Vector of observations.

stdn

Logical, whether or not to test against standard normal distribution, or take mean and variance to be unknown.

Value

p-value of the normality test.

Details

The following normality tests are currently implemented:

ad_pval

The Anderson-Darling test, which assumes iid observations. This is merely a wrapper to nortest::ad.test.

sw_pval

A modified Shapiro-Wilk test, which also assumes iid observations. For sample sizes less than 5000, this function is merely a wrapper to stats::shapiro.test(). For sample sizes greater than 5000, the algorithm due to Royston (1992) used in stats::shapiro.test breaks down.
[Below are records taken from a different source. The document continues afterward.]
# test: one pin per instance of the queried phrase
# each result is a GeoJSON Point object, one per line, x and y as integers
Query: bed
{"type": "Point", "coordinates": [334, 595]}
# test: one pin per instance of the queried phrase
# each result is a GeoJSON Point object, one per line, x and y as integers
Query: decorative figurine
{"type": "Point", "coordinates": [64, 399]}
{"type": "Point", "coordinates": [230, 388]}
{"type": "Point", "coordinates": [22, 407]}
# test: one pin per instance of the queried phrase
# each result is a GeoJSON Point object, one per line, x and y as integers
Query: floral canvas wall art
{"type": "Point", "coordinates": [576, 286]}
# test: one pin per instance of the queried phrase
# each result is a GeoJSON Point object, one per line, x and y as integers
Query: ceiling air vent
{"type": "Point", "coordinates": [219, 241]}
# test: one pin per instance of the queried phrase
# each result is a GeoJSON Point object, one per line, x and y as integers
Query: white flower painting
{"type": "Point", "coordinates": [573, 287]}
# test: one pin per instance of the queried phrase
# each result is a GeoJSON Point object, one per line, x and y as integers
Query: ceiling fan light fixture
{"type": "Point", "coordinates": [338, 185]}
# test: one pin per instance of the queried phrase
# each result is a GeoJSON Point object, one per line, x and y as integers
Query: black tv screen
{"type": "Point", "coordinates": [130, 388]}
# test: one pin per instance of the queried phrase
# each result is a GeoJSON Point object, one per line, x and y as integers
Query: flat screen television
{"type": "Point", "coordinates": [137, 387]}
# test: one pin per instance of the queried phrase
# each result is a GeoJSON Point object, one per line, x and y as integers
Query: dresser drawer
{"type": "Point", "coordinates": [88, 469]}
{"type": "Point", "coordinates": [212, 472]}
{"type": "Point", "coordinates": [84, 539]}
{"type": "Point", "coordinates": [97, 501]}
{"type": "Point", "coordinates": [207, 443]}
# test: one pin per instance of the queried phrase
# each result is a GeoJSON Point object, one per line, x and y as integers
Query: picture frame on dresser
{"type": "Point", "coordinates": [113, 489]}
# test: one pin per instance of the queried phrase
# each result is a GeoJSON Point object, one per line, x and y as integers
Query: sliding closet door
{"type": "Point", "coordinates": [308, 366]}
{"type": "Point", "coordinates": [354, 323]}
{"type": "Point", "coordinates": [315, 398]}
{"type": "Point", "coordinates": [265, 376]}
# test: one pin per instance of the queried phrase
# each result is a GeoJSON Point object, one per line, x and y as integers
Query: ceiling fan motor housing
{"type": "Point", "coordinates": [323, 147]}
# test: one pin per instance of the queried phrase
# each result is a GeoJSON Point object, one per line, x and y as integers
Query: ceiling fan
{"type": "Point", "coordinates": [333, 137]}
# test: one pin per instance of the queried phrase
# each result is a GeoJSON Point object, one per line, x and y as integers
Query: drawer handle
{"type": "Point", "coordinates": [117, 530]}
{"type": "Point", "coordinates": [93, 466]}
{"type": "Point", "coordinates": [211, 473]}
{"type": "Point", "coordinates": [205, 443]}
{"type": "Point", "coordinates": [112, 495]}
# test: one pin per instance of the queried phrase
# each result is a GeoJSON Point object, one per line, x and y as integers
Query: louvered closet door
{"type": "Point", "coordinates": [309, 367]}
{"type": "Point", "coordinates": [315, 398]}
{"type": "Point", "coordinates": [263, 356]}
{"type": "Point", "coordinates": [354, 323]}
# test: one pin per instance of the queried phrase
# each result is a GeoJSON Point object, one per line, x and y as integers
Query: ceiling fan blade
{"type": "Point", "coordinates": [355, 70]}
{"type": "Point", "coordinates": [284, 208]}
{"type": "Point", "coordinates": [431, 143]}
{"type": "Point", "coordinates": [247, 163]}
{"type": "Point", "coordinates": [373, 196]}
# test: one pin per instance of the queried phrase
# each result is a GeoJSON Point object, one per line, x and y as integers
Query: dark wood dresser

The modification proposed here is to (i) randomly divide the sample into K roughly equal parts each less than 5000, (ii) calculate the Shapiro-Wilk p-value for each, and (iii) note that the minimum of K independent p-values has a Beta(1, K) distribution. It is this second-stage p-value whic is returned by sw_pval.

bc_pval

The so-called "Berkowitz' Correlation" test. That is, An autoregressive model of the form


x[n] = rho * x[n-1] + z[n],    z[n] ~iid N(0,1)

is fit to the data, and a likelihood ratio test against H0: rho = 0 is performed.

Note

The tests above only check for normality, not that x is iid N(0,1). Such modifications will need to be made before the package is released.